Constructs or coerces to a document-term matrix
dt_matrix <-DocumentTermMatrix(corpus_total,
control=list(weighting=weightTfIdf,
minWordLength=2,
minDocFreq=5))
dt_matrix
## <<DocumentTermMatrix (documents: 2002, terms: 26949)>>
## Non-/sparse entries: 245109/53706789
## Sparsity : 100%
## Maximal term length: 248
## Weighting : term frequency - inverse document frequency (normalized) (tf-idf)

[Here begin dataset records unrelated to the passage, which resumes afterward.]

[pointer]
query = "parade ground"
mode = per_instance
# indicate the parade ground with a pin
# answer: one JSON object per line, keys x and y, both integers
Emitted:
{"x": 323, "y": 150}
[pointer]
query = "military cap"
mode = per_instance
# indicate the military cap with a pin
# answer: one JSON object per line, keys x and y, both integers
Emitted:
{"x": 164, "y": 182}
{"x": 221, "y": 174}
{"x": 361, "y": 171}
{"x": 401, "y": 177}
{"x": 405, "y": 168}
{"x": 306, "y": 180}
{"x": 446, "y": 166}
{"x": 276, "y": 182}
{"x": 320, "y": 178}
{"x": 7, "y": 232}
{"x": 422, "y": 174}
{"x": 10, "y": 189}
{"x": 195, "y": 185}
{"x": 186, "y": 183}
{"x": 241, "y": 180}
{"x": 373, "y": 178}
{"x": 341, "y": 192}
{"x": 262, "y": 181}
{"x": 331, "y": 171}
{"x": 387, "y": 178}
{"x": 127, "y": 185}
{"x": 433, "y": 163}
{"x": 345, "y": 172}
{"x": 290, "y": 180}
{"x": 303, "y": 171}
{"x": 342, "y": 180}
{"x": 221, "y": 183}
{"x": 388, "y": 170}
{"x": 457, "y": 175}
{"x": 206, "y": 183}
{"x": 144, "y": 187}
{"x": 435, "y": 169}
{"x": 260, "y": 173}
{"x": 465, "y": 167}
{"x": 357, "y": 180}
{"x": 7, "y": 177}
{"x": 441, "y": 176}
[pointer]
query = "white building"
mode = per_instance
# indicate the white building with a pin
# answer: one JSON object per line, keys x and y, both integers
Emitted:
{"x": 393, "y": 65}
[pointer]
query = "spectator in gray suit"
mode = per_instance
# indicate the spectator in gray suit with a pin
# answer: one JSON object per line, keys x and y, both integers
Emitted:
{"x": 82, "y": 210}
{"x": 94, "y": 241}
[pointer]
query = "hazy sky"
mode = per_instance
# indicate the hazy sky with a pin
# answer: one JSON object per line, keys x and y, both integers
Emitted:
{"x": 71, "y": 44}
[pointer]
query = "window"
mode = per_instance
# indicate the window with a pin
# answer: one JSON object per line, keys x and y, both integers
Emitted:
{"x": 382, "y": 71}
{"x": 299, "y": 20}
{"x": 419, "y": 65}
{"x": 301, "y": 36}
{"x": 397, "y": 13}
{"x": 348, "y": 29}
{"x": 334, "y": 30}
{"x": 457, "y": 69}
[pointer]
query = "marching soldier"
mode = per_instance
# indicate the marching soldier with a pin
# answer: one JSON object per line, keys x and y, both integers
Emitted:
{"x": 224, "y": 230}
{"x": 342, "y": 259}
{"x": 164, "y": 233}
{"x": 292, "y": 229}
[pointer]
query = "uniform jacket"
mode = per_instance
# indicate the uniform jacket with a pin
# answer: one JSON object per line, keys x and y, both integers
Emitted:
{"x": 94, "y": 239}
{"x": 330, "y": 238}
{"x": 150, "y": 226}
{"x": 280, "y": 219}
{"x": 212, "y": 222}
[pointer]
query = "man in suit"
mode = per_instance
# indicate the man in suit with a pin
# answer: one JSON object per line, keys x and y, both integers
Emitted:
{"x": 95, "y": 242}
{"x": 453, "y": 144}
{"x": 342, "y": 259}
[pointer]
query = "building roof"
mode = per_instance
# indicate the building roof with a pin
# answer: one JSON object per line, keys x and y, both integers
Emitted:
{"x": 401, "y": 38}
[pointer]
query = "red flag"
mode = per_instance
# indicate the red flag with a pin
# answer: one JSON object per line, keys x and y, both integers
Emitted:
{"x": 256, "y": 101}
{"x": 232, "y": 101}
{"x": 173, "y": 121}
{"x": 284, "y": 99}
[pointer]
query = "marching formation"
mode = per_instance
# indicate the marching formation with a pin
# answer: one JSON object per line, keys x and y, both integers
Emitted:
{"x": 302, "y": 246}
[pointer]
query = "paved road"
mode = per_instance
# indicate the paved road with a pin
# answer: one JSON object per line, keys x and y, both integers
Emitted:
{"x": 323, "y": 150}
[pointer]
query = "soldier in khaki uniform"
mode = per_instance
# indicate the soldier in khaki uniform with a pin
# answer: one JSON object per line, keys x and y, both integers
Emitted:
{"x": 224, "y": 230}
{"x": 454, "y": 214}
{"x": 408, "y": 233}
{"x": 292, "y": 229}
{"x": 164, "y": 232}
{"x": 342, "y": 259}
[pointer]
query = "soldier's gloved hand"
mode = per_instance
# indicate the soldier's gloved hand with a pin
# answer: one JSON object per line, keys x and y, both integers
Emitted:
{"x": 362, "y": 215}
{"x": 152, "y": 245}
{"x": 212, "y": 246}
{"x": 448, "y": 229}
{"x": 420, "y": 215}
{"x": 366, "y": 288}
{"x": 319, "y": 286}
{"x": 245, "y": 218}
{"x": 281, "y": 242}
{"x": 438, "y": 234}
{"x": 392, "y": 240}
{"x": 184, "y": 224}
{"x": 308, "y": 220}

inspect(dt_matrix[1:4,1:5])
## <<DocumentTermMatrix (documents: 4, terms: 5)>>
## Non-/sparse entries: 7/13
## Sparsity : 65%
## Maximal term length: 8
## Weighting : term frequency - inverse document frequency (normalized) (tf-idf)
## Sample :
## Terms
## Docs addit administ approv articl artist
## content.57110 0.028778 0.04937842 0.02942611 0.006554607 0.05272619
## content.58043 0.000000 0.00000000 0.00000000 0.012672240 0.00000000
## content.58044 0.000000 0.00000000 0.00000000 0.000000000 0.00000000
## content.58045 0.000000 0.00000000 0.00000000 0.004670359 0.00000000
Remove sparse terms from a document-term matrix
dt_matrix <- removeSparseTerms(dt_matrix, 0.75)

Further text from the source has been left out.